Consider, for example, the trailer for Cynthia Y. Levinson’s much-buzzed 2012 nonfiction debut, We’ve Got a Job: http://www.youtube.com/watch?v=3XN3jga7eMo&feature=player_embedded
It was a project of Mrs. Armantrout’s fourth-graders at Sommers Elementary. How nifty is that?
Agree…the more book trailers the better…I have to say the lack of nonfiction trailers hadn’t occurred to me prior to this post. The trailer for my most recent book Seeing Symmetry has had almost 2,500 views, which certainly seems worth it to me. I made the trailer myself in Keynote, used ScreenFlow to record the presentation, recorded the narration using GarageBand on my iPad, emailed the sound file to myself and added it plus sound effects to the timeline in ScreenFlow. Here’s the link:
http://www.youtube.com/watch?v=lGs676XuDwY&list=UUZcspDMyZOpxvA8o2bH1BtA&index=1
If that link doesn’t work it’s on my YouTube channel. Hope this info helps some of you to make your own trailers…it’s fun!

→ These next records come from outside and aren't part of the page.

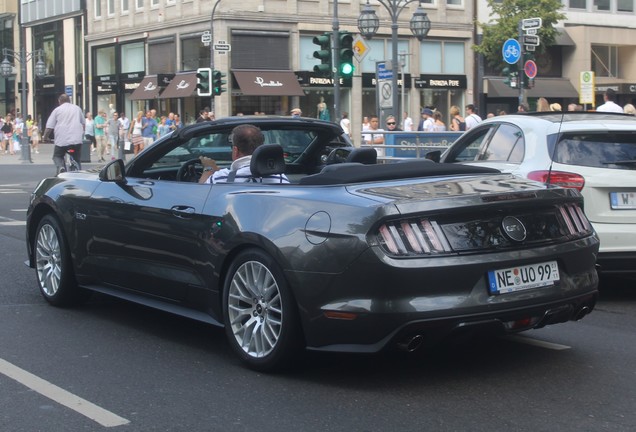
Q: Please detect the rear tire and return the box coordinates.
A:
[223,249,302,372]
[33,215,90,306]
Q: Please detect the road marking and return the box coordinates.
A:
[502,335,572,351]
[0,358,130,427]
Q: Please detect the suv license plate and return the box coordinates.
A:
[488,261,559,294]
[610,192,636,210]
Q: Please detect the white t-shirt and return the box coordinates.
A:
[596,101,623,113]
[464,113,481,130]
[205,155,289,184]
[402,117,413,131]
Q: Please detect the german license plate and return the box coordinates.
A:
[610,192,636,210]
[488,261,559,294]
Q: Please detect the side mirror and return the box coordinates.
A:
[424,150,442,162]
[99,159,126,183]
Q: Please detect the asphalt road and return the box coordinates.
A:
[0,164,636,432]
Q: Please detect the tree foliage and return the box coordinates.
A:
[473,0,565,67]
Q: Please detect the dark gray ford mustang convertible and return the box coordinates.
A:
[27,117,599,370]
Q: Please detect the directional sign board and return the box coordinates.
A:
[523,35,540,46]
[501,39,521,64]
[521,18,543,30]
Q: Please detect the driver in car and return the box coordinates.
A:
[199,124,289,184]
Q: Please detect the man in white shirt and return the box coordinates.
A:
[402,111,413,132]
[596,88,623,113]
[199,124,289,184]
[464,104,481,130]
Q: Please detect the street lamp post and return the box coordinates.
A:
[0,48,46,163]
[358,0,431,119]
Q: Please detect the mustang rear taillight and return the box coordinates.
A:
[528,171,585,191]
[379,219,451,255]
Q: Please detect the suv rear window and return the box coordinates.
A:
[550,132,636,170]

I think I’m going to do a post about making book trailers, so your tips are appreciated. It does seem like this job is often left to authors
For a publisher to hire a pro video company must cost some major bucks so it’s not often in the budget. I was able to use the original Keynote presentation several times at ALA and other conferences…gotta love those multiple uses!

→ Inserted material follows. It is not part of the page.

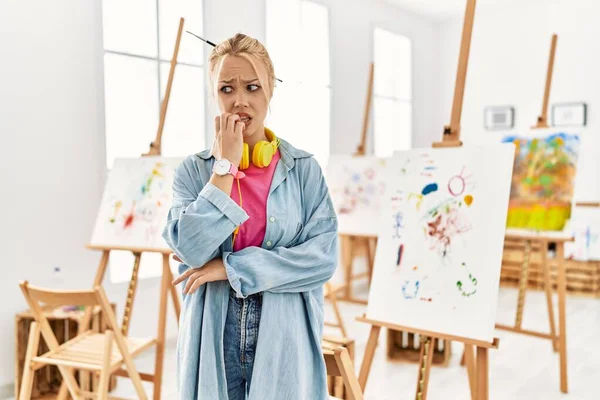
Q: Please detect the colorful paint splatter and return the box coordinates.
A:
[93,157,181,249]
[503,132,580,230]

An interesting app that could be used for making a book trailer is the Explain Everything app for iPad. It allows you to do a screen capture on the iPad while you draw, move images around, and record your voice at the same time. Might work for some classrooms. I haven’t made a trailer with it per se, but did make a book talk.
I posted about making trailers with my students. Very cool:
http://mretome.wordpress.com/2012/11/14/11-14-whatever-wednesday-our-student-made-book-trailers/
The Anne Frank trailer is particularly strong.
I *love* book trailers and so do my students. I do booktalks in classrooms Mondays and Tuesdays and I will often mix up my own content with trailers. The kids also adore seeing their fav authors talk about their books. We were lucky enough to host C. Alexander London and Michael Hearst and the classes previewed the book trailers with the authors themselves speaking in them. Love, love, love.